You weren’t born knowing everything.
People had to tell you what you needed to know, and that’s how you learn. Sometimes you can guess or figure out other things on your own, but most of the time you were told and then you know. So why not read these books about a fact unknown for years…
When Abraham Lincoln signed the Emancipation Proclamation and freed the slaves, word spread everywhere…except Texas. For more than two years after the signing, there were still people in bondage there. In Alice Faye Duncan’s “Opal Lee and What It Means to Be Free,” art by Keturah A. Bobo (Tommy Nelson, $17.99), you’ll see what happened when these slaves learned on the 19th June 1865, that they were finally free .
In this book, kids will learn about Juneteenth, the woman whose activism ensured it would be celebrated nationwide, and why it mattered. Aimed at ages 4-8, this book also contains additional information for adults to help a child understand its meaning, as well as a traditional June 19 red punch recipe.
For first graders, “Free at Last: A Juneteenth Poem” by Sojourner Kincaid Rolle, illustrated by Alex Bostic (Union Square Kids, $17.99) begins the day “The News Hit Galveston.” Here, however, only part of the story is told: the children don’t have much backstory; the Emancipation Proclamation is never mentioned. Instead, the story is very simplified, bypassing emancipation in favor of more personal stories, a wide variety of reactions former slaves might have felt upon hearing the news, and how the newly freed black citizens of Texas probably would have celebrated their freedom. Like Duncan’s story, this book has a nice author’s note for parenting advice and beautiful illustrations that perfectly evoke the poem as it is told.
Older children—those far beyond picture books—will find a wealth of information in “What Is Juneteenth?” by Kirsti Jewel, illustrated by Manuel Gutierrez (Penguin Kids, $5.99).

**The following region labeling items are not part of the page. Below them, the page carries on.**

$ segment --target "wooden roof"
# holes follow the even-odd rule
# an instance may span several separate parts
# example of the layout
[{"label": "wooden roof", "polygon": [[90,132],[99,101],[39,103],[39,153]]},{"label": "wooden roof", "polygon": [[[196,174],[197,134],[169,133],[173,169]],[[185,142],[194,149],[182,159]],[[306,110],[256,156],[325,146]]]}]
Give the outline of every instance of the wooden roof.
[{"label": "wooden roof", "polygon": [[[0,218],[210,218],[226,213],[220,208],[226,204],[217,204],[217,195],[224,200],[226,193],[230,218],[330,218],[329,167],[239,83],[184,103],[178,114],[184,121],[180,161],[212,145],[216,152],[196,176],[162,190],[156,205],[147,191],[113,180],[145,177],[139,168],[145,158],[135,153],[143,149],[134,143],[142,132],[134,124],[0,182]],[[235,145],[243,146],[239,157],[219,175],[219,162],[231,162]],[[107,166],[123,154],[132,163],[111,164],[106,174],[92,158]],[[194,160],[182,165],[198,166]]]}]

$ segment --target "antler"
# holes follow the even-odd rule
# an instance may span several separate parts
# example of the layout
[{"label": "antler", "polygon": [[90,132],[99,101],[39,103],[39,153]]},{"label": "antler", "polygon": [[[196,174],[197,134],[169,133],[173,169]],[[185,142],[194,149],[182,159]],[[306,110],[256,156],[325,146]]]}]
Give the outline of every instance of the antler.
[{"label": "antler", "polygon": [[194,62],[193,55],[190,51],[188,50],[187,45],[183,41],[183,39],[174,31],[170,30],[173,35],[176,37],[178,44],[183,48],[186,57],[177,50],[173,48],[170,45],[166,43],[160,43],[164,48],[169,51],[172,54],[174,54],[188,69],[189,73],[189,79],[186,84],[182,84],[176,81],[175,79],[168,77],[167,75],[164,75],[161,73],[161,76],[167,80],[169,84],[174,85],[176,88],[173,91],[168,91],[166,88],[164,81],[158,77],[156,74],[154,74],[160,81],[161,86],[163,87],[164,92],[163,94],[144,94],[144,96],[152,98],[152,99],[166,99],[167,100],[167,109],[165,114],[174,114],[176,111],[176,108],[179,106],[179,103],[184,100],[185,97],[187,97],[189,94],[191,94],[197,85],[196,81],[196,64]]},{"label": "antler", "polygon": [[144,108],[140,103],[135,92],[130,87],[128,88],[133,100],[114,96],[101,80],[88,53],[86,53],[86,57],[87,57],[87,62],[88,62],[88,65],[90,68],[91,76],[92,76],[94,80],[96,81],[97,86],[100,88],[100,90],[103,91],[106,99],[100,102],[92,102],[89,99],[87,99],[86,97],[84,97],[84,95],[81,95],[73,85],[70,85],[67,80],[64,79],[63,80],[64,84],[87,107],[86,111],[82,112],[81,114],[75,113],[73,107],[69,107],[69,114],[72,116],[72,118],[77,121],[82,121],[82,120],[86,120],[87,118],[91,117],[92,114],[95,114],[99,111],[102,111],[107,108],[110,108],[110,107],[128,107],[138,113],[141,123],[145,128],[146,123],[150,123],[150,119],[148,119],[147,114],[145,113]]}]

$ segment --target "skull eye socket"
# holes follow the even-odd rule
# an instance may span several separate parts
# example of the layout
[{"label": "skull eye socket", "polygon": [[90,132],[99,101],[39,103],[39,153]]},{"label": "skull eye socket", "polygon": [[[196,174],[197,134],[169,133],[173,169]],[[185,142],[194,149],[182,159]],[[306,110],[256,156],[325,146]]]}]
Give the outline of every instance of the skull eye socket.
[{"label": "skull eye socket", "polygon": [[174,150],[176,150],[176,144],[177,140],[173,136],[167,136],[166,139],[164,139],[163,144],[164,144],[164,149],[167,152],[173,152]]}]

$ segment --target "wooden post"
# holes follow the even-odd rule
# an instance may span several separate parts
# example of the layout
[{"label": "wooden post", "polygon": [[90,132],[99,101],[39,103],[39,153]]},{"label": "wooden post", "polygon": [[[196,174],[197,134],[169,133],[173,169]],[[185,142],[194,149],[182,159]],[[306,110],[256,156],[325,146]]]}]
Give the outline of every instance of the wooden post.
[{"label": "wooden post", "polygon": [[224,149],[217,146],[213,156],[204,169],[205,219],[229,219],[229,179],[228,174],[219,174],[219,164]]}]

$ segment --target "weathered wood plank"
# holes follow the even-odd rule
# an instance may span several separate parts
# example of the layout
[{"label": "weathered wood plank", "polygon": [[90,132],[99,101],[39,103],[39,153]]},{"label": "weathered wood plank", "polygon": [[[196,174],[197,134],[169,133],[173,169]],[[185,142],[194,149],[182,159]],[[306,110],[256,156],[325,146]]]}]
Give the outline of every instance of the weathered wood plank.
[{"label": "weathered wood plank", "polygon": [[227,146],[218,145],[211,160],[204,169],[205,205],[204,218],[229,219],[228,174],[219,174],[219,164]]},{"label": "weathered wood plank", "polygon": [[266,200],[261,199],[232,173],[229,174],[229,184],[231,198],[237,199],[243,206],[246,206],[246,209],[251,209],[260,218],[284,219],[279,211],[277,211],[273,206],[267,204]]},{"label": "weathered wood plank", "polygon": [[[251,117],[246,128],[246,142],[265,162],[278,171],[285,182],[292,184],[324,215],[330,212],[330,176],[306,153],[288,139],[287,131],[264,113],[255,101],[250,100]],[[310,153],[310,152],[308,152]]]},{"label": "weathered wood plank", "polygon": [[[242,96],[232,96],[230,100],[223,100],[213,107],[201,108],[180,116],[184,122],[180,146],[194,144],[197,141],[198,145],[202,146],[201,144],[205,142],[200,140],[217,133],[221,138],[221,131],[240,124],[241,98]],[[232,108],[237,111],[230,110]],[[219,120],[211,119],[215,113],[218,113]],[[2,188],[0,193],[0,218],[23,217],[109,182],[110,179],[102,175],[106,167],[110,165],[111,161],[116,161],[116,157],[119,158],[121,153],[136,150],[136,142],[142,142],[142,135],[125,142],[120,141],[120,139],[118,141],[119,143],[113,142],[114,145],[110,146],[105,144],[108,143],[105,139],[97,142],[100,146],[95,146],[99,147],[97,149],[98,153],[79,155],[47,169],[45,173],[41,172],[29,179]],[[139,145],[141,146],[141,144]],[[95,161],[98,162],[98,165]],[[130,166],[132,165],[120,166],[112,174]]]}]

Unlike the books above, this one begins with a quick and basic history lesson that begins with the Middle Passage. Jewel then quickly takes the kids through a few pages about Abraham Lincoln and slavery just before and during the Civil War. Only then does she explain where the former slaves went after they were freed, what they did to find their families, and what it must have been like for the Texas slaves to surrender. realized that their freedom had been denied to them for more than two years.
Jewel moves forward to further explain black history through modern times, including the story of Opal Lee and her efforts to place Juneteenth firmly in the nation’s consciousness. Kids also get brief biographies of notable black Americans along the way, and there’s a handy timeline for reference. This, and the lack of over-generalization, makes this book perfect for ages 7-14.
And if these books on Juneteenth aren’t enough, ask your librarian or bookseller for more. They will help you find everything.